There are several places on the CMS 1500 form for NPI numbers. Box 17b is for the referring provider’s NPI number. If there is a referring provider in box 17, then you should enter his/her individual NPI number in box 17b. (If the provider is part of a group and the group has a Type II NPI number, you do not want to enter the group NPI in box 17b.) Entering the individual NPI number in box 17b is important because the purpose is to identify the individual provider who referred the patient for the services.

Box 24j is for the individual NPI number of the provider who rendered the services that are being billed. For example, if you are a physical therapy group, you would put the individual NPI number for the therapist who worked on the patient. This box is used by the insurance companies to identify the provider who performed the service, it is not used for payment purposes. Meaning that payment will not be issued to the owner of the NPI number in box 24j.

Box 32a is for the NPI number of the provider/facility entered in box 32. This would be the provider’s office or facility where the services where rendered. If you are a group with several individual providers, more than one location, you would enter the NPI number for the location that the services were provided at.

Box 33a is for the NPI number of the provider/facility entered in box 33. This is the provider/facility’s billing location. The NPI number that is entered here determines who payment is made to. Payment will be made to whoever the NPI number in box 33a is assigned to.

If you are a solo practitioner with one individual NPI number (no group NPI), one location you would enter your individual NPI number in box 24j, 32a and 33a. If you are a large group with multiple locations and one central billing office, then you would enter the rendering provider’s NPI in box 24J, the group NPI for the facility where the services were rendered in box 32a, and the central billing’s group NPI in box 33a.

If a provider works for more than one group, or works for a group but also does private practice on the side, it is important that they enter the NPI’s correctly. Their individual NPI would go in 24j to identify who performed the services. The entity that they are working under when they perform the services, or that they want the payment to be made to, goes in box 32a and 33a.

Now that everybody seems to have their NPI numbers, they just need to know how and when to use them. It may seem confusing but it’s really not too bad. You just need to take the time to understand what each box on the CMS form is used for.

Friday, February 8, 2008

EFT Vs Electronic Remits

Everything about insurance billing today is electronic. Electronic medical records, electronic claims submissions, electronic funds transfers, etc. It can all get a little overwhelming.

Not only do insurance companies want you to submit your claims electronically, but they want to reimburse you by transferring your funds to you electronically and stop sending you paper eobs in the mail.

EFT, or electronic funds transfer, is now being mandated by some carriers such as Upstate Medicare in New York. EFT is when the insurance carrier transfers funds (or your checks) directly into your bank account instead of sending you a paper check.

Electronic remittances is when you receive your eobs via the internet instead of on paper. In some cases you can still receive paper eobs even if you have your funds transferred electronically.
In any case it is important that you understand the difference between EFT and electronic remittances. Insurance companies will be contacting providers trying to get them to enroll in both of these services.

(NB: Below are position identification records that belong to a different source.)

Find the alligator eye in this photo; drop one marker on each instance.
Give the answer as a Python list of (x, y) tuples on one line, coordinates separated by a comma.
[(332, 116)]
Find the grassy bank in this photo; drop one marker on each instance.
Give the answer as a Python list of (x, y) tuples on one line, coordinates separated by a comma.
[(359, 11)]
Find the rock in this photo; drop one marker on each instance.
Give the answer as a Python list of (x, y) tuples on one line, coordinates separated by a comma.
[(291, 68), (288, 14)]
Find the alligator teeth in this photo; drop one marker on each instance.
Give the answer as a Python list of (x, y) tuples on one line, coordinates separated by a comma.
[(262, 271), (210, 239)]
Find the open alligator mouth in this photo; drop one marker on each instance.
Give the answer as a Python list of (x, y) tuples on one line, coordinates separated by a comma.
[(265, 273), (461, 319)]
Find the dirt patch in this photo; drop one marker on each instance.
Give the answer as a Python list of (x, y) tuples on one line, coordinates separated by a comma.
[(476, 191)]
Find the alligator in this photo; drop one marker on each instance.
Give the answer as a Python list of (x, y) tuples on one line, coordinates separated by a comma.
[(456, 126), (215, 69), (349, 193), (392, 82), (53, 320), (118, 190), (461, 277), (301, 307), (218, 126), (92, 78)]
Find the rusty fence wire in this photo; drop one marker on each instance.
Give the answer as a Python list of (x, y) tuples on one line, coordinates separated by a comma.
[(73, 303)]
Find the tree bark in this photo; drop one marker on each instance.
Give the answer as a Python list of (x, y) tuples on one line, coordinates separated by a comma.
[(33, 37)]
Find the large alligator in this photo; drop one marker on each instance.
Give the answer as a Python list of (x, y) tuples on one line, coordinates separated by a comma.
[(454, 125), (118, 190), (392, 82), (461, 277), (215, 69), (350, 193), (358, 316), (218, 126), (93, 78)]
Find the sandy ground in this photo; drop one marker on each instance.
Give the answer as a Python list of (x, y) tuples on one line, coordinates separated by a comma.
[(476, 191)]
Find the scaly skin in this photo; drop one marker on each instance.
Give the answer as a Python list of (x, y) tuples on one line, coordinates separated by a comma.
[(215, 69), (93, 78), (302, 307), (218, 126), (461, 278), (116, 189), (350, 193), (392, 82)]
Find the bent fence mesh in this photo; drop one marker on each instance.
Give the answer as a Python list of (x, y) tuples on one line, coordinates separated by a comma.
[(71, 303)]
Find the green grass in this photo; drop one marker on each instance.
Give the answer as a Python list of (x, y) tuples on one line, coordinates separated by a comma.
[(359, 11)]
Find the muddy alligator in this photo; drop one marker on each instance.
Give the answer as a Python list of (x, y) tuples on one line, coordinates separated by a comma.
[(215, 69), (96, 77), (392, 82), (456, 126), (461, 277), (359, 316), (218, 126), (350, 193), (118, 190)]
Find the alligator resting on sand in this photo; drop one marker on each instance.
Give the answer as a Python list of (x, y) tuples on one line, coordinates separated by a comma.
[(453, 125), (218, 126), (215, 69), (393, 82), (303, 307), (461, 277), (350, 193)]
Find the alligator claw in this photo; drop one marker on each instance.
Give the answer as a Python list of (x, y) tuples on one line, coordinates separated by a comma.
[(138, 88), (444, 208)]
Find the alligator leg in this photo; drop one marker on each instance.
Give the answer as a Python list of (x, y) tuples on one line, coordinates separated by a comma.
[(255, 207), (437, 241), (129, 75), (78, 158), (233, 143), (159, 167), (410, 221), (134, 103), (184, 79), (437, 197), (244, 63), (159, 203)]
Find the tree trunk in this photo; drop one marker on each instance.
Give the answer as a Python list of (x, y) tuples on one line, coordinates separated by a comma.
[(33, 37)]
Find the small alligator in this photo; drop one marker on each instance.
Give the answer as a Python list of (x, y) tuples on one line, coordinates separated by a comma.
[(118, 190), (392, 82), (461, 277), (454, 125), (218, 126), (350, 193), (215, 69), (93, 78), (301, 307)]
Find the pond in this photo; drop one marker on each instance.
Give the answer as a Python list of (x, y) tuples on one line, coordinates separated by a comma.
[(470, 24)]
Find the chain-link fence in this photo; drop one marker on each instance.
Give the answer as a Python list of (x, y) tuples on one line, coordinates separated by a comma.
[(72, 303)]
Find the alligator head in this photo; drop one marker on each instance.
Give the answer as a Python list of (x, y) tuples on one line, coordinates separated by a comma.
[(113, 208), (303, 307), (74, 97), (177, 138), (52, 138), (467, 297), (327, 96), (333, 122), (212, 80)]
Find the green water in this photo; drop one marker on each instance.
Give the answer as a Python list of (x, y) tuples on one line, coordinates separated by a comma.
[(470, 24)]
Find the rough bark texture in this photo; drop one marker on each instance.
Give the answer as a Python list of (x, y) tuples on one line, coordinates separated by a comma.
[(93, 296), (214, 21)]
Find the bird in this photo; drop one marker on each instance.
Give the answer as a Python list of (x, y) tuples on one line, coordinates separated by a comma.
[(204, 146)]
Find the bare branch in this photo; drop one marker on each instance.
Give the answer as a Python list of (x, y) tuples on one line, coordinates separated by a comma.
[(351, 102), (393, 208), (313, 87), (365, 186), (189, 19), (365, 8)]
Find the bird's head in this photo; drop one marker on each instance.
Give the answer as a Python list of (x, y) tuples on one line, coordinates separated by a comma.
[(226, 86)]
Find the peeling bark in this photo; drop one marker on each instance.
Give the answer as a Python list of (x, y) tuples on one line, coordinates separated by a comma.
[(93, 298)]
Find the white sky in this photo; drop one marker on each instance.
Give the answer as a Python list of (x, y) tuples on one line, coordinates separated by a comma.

Both EFT and electronic remittances are big money savers for insurance carriers. It cuts costs in paper, postage, printing, employee wages, and much more.

EFT and electronic remittances can also be a savings for the provider as well. When funds are transferred electronically, they usually are deposited into the bank account a day or two before the check would have arrived. There is no chance of the check being lost or stolen if it is electronically transferred.

When you receive your eobs electronically you can store them on your hard drive and not have to store the paper copy in a file cabinet. This can cut down on space needed for filing. With Medicare eobs you can print out the eob for the secondaries for each individual patient. This saves you from having to block off the other patients information and photocopying the eob.


Technology just keeps on going and we have no choice but to go along with it. The best way to deal with it is to understand what each choice offers. My advice is to educate yourself on what's out there and make it work for you.